Wenzel Storch  



Cult German underground director of bizarre, campy trash that usually pokes fun at various institutions, religions and social groups with improvised drug-fuelled madness. His movies are somehow both adult trash involving many bodily fluids and light spicings of gore and sexual themes, as well as childish, colorful camp and whimsical games. Reviewed until 2016.

Of Some Interest

Journey Into Bliss, A  
An insane children's fairy-tale for warped adults. It's as if Storch saw City of Lost Children and decided he can make something similar in his own style using a low budget and any colorful prop and costume he can find or build.
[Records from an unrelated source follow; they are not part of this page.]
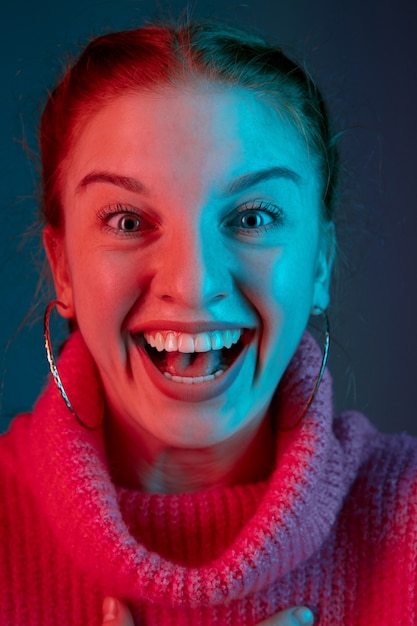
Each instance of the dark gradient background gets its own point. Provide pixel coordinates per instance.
(364, 56)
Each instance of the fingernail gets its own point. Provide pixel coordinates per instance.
(304, 616)
(110, 609)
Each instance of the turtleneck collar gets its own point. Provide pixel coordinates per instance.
(284, 520)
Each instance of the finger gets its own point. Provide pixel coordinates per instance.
(296, 616)
(116, 613)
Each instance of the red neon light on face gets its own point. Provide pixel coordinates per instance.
(190, 214)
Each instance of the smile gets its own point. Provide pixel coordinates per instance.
(193, 358)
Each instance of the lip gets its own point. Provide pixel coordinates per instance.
(195, 392)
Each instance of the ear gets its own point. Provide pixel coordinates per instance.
(324, 265)
(55, 251)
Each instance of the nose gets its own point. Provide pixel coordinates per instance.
(193, 269)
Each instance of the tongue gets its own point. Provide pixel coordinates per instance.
(194, 364)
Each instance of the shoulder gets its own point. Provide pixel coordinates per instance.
(386, 483)
(14, 449)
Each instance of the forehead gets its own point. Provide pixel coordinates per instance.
(207, 135)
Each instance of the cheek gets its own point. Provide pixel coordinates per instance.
(104, 287)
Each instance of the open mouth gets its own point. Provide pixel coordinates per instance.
(193, 358)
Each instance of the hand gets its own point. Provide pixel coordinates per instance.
(116, 613)
(296, 616)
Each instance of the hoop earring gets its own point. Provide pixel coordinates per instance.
(51, 361)
(316, 311)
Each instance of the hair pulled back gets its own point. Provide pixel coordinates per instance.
(155, 57)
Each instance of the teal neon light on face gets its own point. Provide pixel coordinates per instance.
(191, 223)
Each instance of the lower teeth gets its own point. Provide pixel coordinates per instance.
(189, 380)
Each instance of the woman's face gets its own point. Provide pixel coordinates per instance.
(191, 258)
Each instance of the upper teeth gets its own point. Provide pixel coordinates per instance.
(173, 341)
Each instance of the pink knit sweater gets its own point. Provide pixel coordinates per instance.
(334, 527)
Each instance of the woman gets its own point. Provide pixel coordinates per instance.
(187, 468)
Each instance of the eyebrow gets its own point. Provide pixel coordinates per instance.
(126, 182)
(254, 178)
(242, 183)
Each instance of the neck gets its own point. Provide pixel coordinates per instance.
(139, 461)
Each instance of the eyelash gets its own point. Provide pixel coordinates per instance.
(257, 206)
(261, 206)
(120, 210)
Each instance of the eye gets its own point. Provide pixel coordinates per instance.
(255, 217)
(124, 220)
(127, 223)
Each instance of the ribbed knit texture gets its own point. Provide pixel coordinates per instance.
(334, 527)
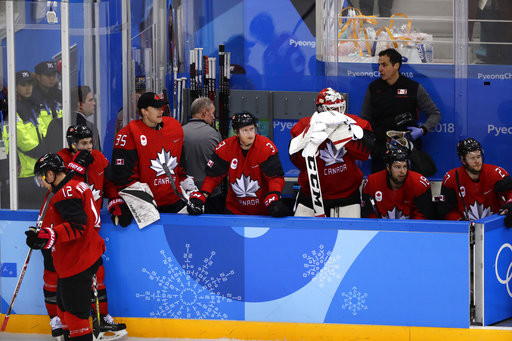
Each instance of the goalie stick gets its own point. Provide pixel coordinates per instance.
(39, 222)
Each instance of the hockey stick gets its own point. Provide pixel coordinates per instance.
(25, 264)
(314, 185)
(39, 222)
(461, 197)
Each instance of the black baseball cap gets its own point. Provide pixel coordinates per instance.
(150, 99)
(23, 77)
(46, 68)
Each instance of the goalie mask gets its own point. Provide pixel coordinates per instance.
(467, 146)
(76, 133)
(330, 100)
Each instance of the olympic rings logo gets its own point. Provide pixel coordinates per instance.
(508, 278)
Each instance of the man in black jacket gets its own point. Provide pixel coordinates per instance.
(392, 103)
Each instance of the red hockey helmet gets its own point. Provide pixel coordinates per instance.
(330, 100)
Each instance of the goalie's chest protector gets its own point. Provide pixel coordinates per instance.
(155, 147)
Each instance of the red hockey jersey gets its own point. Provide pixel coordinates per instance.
(139, 153)
(481, 198)
(73, 216)
(411, 201)
(99, 184)
(339, 175)
(250, 177)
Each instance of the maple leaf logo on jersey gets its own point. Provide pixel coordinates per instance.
(245, 187)
(395, 214)
(331, 156)
(95, 192)
(161, 159)
(477, 211)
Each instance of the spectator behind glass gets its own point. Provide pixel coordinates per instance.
(83, 105)
(30, 141)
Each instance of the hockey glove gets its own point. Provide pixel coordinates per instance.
(80, 162)
(276, 207)
(119, 212)
(195, 205)
(44, 239)
(415, 133)
(508, 214)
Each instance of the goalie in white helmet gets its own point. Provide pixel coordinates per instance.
(337, 140)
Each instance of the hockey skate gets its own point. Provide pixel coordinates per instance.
(57, 331)
(108, 329)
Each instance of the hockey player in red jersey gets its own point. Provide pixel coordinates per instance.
(475, 190)
(397, 192)
(69, 230)
(255, 175)
(149, 151)
(339, 176)
(91, 166)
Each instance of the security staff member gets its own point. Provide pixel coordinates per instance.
(392, 103)
(30, 141)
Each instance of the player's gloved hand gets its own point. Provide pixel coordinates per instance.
(415, 133)
(44, 239)
(507, 211)
(276, 207)
(80, 162)
(195, 205)
(119, 212)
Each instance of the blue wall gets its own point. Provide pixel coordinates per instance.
(350, 271)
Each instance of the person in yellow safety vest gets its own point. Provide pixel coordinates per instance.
(30, 142)
(47, 94)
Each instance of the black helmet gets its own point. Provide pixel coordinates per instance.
(467, 146)
(76, 133)
(51, 162)
(396, 154)
(243, 119)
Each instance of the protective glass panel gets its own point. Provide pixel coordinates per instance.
(38, 93)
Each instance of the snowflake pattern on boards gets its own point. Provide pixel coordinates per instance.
(331, 156)
(187, 295)
(478, 211)
(395, 213)
(321, 266)
(245, 187)
(161, 159)
(354, 301)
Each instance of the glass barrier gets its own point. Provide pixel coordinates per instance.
(38, 96)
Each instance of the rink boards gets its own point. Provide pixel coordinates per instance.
(315, 272)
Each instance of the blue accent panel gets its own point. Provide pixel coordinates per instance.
(497, 270)
(411, 296)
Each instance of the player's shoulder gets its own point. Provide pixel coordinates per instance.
(449, 176)
(65, 154)
(74, 188)
(300, 126)
(418, 179)
(99, 158)
(265, 145)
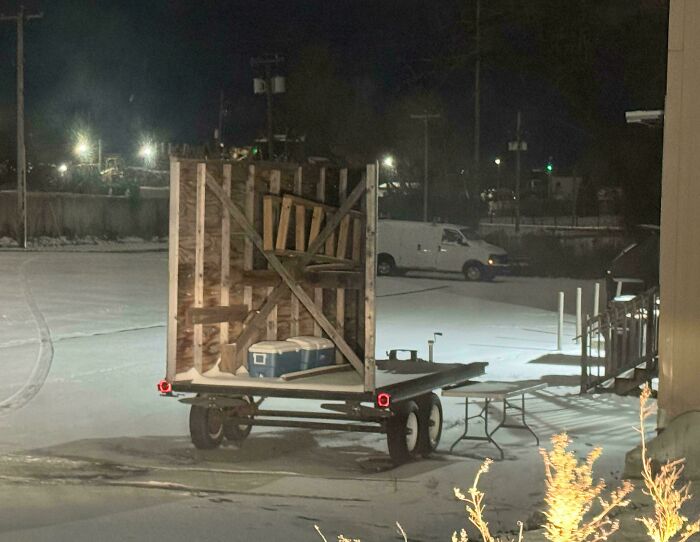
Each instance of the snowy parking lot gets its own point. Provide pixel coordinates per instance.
(96, 451)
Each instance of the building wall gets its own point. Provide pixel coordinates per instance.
(81, 215)
(680, 218)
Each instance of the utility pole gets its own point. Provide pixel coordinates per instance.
(20, 18)
(477, 100)
(270, 87)
(425, 117)
(518, 139)
(220, 132)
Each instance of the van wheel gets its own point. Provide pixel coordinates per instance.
(429, 422)
(385, 265)
(206, 427)
(473, 271)
(402, 432)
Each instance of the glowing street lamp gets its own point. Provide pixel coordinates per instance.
(147, 151)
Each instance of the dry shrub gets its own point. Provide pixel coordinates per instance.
(474, 507)
(570, 493)
(661, 486)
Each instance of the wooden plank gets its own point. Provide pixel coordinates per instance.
(316, 371)
(248, 246)
(349, 280)
(283, 226)
(271, 329)
(268, 223)
(348, 264)
(300, 234)
(199, 259)
(370, 276)
(225, 256)
(288, 281)
(312, 204)
(173, 265)
(300, 244)
(356, 240)
(341, 252)
(217, 315)
(343, 234)
(316, 221)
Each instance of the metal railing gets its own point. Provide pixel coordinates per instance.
(623, 339)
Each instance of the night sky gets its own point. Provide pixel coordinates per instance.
(128, 68)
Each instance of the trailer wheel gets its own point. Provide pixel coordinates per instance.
(430, 423)
(473, 271)
(237, 432)
(402, 432)
(206, 427)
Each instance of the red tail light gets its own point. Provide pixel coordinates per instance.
(165, 387)
(383, 400)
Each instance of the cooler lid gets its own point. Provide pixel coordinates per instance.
(312, 343)
(273, 347)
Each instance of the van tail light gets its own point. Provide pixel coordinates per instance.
(165, 387)
(383, 400)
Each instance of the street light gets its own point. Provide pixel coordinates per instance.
(147, 151)
(497, 161)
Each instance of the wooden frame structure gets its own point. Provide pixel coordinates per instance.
(268, 251)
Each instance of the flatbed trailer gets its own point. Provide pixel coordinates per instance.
(267, 251)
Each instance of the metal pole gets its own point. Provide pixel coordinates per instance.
(268, 94)
(596, 299)
(477, 100)
(517, 173)
(425, 169)
(21, 149)
(560, 322)
(578, 315)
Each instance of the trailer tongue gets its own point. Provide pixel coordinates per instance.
(236, 278)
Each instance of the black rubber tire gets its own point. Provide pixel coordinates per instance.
(473, 271)
(400, 427)
(235, 432)
(386, 266)
(206, 427)
(429, 417)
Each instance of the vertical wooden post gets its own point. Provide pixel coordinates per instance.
(342, 245)
(173, 261)
(199, 261)
(320, 196)
(370, 276)
(560, 322)
(300, 230)
(275, 188)
(248, 245)
(225, 255)
(578, 315)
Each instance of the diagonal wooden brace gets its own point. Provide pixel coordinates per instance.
(288, 281)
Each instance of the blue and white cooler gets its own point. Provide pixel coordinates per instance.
(271, 359)
(315, 351)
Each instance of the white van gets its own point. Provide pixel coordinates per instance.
(405, 246)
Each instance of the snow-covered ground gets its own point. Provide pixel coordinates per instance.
(97, 454)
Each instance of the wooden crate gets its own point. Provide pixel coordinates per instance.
(267, 251)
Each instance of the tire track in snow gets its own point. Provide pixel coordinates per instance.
(44, 357)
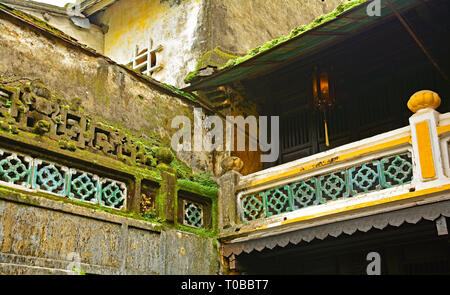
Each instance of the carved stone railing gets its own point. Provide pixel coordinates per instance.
(378, 172)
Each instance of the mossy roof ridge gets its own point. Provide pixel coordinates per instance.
(40, 24)
(340, 9)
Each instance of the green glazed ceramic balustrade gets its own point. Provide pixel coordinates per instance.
(373, 176)
(24, 171)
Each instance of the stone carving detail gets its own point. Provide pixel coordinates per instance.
(31, 107)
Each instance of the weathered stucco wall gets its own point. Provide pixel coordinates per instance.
(37, 236)
(238, 26)
(173, 24)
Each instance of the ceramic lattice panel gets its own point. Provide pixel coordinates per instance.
(365, 178)
(397, 170)
(84, 186)
(193, 214)
(24, 171)
(112, 194)
(333, 186)
(304, 194)
(253, 207)
(368, 177)
(50, 177)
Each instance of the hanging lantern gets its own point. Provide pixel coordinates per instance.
(323, 95)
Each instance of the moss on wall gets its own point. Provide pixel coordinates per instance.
(295, 32)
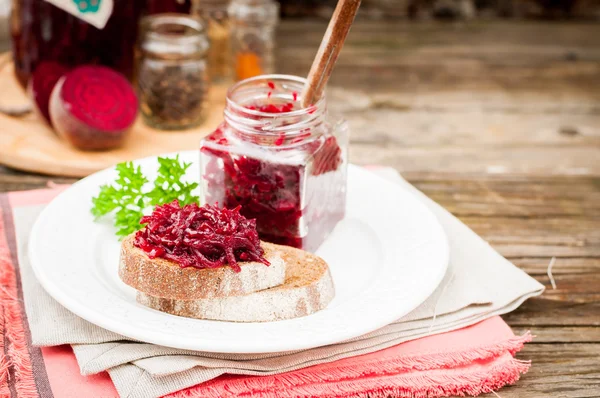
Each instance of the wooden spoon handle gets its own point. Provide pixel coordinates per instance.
(330, 48)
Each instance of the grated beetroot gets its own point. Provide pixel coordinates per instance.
(200, 237)
(269, 192)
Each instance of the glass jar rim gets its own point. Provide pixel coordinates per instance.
(194, 33)
(320, 104)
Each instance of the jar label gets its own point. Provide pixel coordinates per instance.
(94, 12)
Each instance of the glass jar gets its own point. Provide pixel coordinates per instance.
(253, 25)
(163, 6)
(214, 13)
(286, 170)
(43, 32)
(172, 73)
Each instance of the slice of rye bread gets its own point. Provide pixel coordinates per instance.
(164, 278)
(308, 288)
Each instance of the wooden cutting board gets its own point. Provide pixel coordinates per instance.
(28, 143)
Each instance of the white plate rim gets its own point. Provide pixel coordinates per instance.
(150, 336)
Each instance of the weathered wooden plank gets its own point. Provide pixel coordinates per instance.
(562, 334)
(558, 370)
(562, 265)
(565, 236)
(516, 197)
(540, 311)
(533, 160)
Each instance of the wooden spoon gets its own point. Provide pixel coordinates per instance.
(330, 48)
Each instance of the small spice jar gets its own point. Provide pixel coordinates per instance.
(214, 14)
(172, 73)
(253, 25)
(284, 165)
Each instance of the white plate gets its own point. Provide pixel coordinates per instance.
(386, 257)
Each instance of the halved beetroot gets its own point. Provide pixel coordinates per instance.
(93, 107)
(42, 81)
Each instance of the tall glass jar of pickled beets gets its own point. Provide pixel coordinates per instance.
(283, 164)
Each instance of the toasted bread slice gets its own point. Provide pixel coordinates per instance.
(308, 288)
(163, 278)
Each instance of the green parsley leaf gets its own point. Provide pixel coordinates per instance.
(127, 200)
(169, 186)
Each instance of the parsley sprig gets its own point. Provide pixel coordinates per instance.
(127, 199)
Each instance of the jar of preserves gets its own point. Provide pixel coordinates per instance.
(214, 14)
(253, 24)
(172, 75)
(284, 165)
(42, 32)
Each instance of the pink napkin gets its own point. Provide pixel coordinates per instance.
(469, 361)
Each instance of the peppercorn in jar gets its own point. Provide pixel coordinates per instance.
(253, 25)
(172, 73)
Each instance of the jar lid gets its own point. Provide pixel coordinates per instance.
(175, 35)
(257, 11)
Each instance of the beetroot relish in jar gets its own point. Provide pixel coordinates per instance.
(285, 166)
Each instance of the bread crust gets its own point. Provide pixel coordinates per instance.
(308, 289)
(166, 279)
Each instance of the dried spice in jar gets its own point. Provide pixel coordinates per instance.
(253, 25)
(214, 14)
(172, 74)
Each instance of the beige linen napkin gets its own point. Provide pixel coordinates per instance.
(479, 284)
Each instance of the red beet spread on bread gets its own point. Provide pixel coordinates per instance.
(200, 237)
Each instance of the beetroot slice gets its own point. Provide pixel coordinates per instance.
(100, 98)
(42, 82)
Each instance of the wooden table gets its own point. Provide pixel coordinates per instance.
(500, 123)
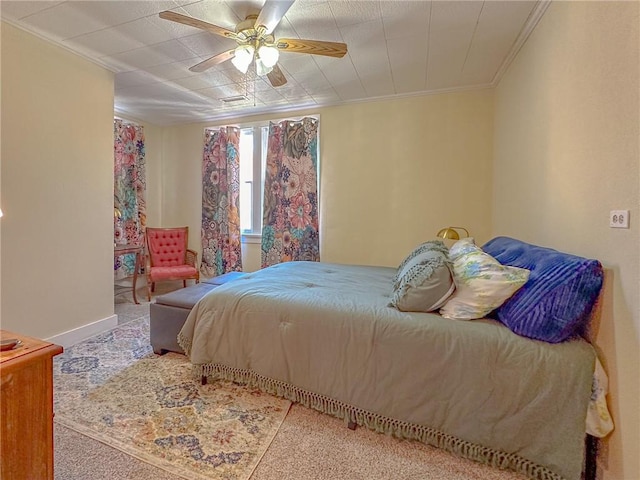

The plot is nothing to write home about, telling the tale of a childhood friendship created when one boy saved another from drowning in an icy river populated with talking seer-snowmen and bullying boys that piss on him. They split up, one becoming a horny, insane king of an island with fascist henchmen who piss on everyone and collect girls for the king, the other gets married, has many kids and travels in a big snail populated with many talking animals including a frog and a bear. But it's the colorful visuals that are the star here, with outrageously colorful and complex sets, as if a designer took LSD while working at home for a few years. Typically for Storch, most of the movie consists of random wacky scenes, including a literal and slightly gory 'brain-washing' episode, a vomiting bear, a rabbit that mutates into a huge time-traveling ornament that turns-on the snail, bird-meat loaded with explosive, raunchy old women with fake rumps, a musical episode performed by a black-face, plate-lipped woman, a nonsensical 'sex scene' in a big round yellow diving suit, and much more.

Summer of Love  
A man with electrified hands walks into a monastery (a colorfully decorated tent) with two nuns, they shower him with cookies and he converts them to rockers, party girls and hippies. They go out on adventures involving other hippies, a killer that gorily slices up bodies, pornographic bees, they throw eggs at a dance-crazy sex therapist in a barn, make fun of a black boy playing a violin, experience an insanely psychedelic montage, and more, while stop-motion stuffed hedgehogs and dolls go on a road trip. Altogether, like a low-budget, twisted children's film for adults with silly puns, trash and pop-references. A campy and crazy bad movie that may entertain as long as you know what you're getting into.

Worthless

Glory of Those Days, The  
Storch's first is a cheap, home-made piece of insanity that pokes fun at the church and religion in childish and brainless ways. There is not much of a plot, with recurring characters including an older desperate man with wife problems who is turned into a young priest through a bizarre miracle, an angel, some altar boys, etc. all taking part in random 'adventures' usually, but not always, under the theme of religion. There is a lot of very cheap, mind-warping and psychedelic stop-motion animation and puppetry with bizarre imagery, silly dialogue with strange religious-heavy advice and discussions, a priest who cuts off his hand and a small boy who sacrifices a limb for religion, a bunch of campy comedy and sketch scenes with home-made sets, etc. Honestly, it's difficult to describe this one as it is so random and strange.